Prawdziwy humanista nie ma zamiaru protestować, krzyczeć jak mu źle, a rynek pracy go nie chce. Prawdziwy humanista wybierając studia zastanawia się chociaż przez chwilę czy ten kierunek coś mu da. A jeśli wybiera na przykład taką filologię, to myśli o tym co jeszcze będzie mu potrzebne aby dostać pracę. Często się okazuje, że musi iść na podyplomówkę, przerażony matematyką decyduje się na przykład na rachunkowość i odkrywa, że nikt mu nie wbija do głowy całek, różniczek i innych niezrozumiałych pojęć. Ta matma wymaga myślenia, trzeba się jej uczyć, ale da się ogarnąć. A potem nawet się okazuje, że taka rachunkowość jest właściwie nauką humanistyczną, bo chociaż opiera się na matematyce i 2+2 musi się równać 4, to kiedy już obliczysz, musisz się zastanowić gdzie to 4 zaksięgować i jakie wywoła to skutki dla Twojego przedsiębiorstwa.

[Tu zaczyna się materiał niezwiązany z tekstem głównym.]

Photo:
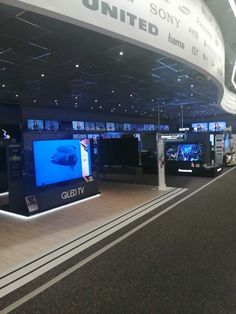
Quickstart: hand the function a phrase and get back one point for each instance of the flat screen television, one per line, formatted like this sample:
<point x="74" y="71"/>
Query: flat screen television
<point x="35" y="125"/>
<point x="51" y="125"/>
<point x="217" y="126"/>
<point x="61" y="160"/>
<point x="89" y="126"/>
<point x="119" y="127"/>
<point x="110" y="126"/>
<point x="184" y="152"/>
<point x="66" y="126"/>
<point x="200" y="127"/>
<point x="78" y="125"/>
<point x="100" y="126"/>
<point x="127" y="127"/>
<point x="118" y="151"/>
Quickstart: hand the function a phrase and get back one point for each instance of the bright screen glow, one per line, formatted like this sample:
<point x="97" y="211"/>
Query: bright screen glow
<point x="35" y="125"/>
<point x="185" y="152"/>
<point x="78" y="125"/>
<point x="51" y="125"/>
<point x="200" y="127"/>
<point x="217" y="126"/>
<point x="61" y="160"/>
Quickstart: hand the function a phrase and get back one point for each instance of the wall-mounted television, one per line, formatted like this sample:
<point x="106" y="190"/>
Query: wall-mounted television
<point x="110" y="126"/>
<point x="118" y="151"/>
<point x="127" y="127"/>
<point x="89" y="126"/>
<point x="217" y="126"/>
<point x="100" y="126"/>
<point x="119" y="127"/>
<point x="51" y="125"/>
<point x="66" y="125"/>
<point x="61" y="160"/>
<point x="78" y="125"/>
<point x="184" y="152"/>
<point x="200" y="127"/>
<point x="35" y="125"/>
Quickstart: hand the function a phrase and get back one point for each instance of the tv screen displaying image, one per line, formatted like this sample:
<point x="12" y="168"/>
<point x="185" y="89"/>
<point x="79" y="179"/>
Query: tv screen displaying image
<point x="119" y="127"/>
<point x="61" y="160"/>
<point x="78" y="125"/>
<point x="100" y="126"/>
<point x="35" y="125"/>
<point x="66" y="126"/>
<point x="79" y="136"/>
<point x="51" y="125"/>
<point x="110" y="126"/>
<point x="89" y="126"/>
<point x="127" y="127"/>
<point x="200" y="127"/>
<point x="94" y="137"/>
<point x="182" y="152"/>
<point x="217" y="126"/>
<point x="118" y="151"/>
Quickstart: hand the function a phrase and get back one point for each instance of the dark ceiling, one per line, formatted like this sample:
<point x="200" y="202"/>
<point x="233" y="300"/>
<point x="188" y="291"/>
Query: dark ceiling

Niech nikt mi nie mówi, że humanista (taki prawdziwy) nie znajdzie pracy. Oczywiście, szukając pracy trzeba mieć także szczęście, ale sam jestem przykładem humanisty, który się ogarnął i nie miał złudzeń, że "jakoś to będzie", tylko wziął za siebie. Przeanalizowałem swoje możliwości na rynku pracy i doszedłem do wniosku, że oczywiście znajomość rzadkiego języka jest atutem, ale może nie wystarczyć i trzeba będzie zaprzyjaźnić się z cyferkami. Fakt, miałem szczęście, bo niełatwo jest znaleźć pracę i być z niej w miarę zadowolonym. Jednak poza mną w szeroko pojętych finansach pracuje cała masa humanistów i jakoś sobie radzimy wszyscy z liczeniem, nawet VAT obliczamy. Nie twierdzę, że to jest recepta na sukces, ale nikt nie obiecywał, że będzie łatwo. Trzeba pomyśleć, przysiąść nad tym co nie idzie i starać się. Tyle, że znacznie łatwiej jest protestować i krzyczeć, że jest źle, a nam się należy.

1 komentarze

8 lutego 2015 16:13

Popieram. Łatwiej za niepowodzenia oskarżać wszystkich dookoła, tylko nie siebie. Tak samo jak z tymi wszystkimi dysleksjami i dysortografiami. Wynajduje się milion powodów, żeby tylko się nie przyznać, że jest się leniem. Też uważam się za humanistę, a mimo to nie boję się matematyki. Jak mi coś w szkole nie szło, to po prostu poświęcałem temu więcej czasu.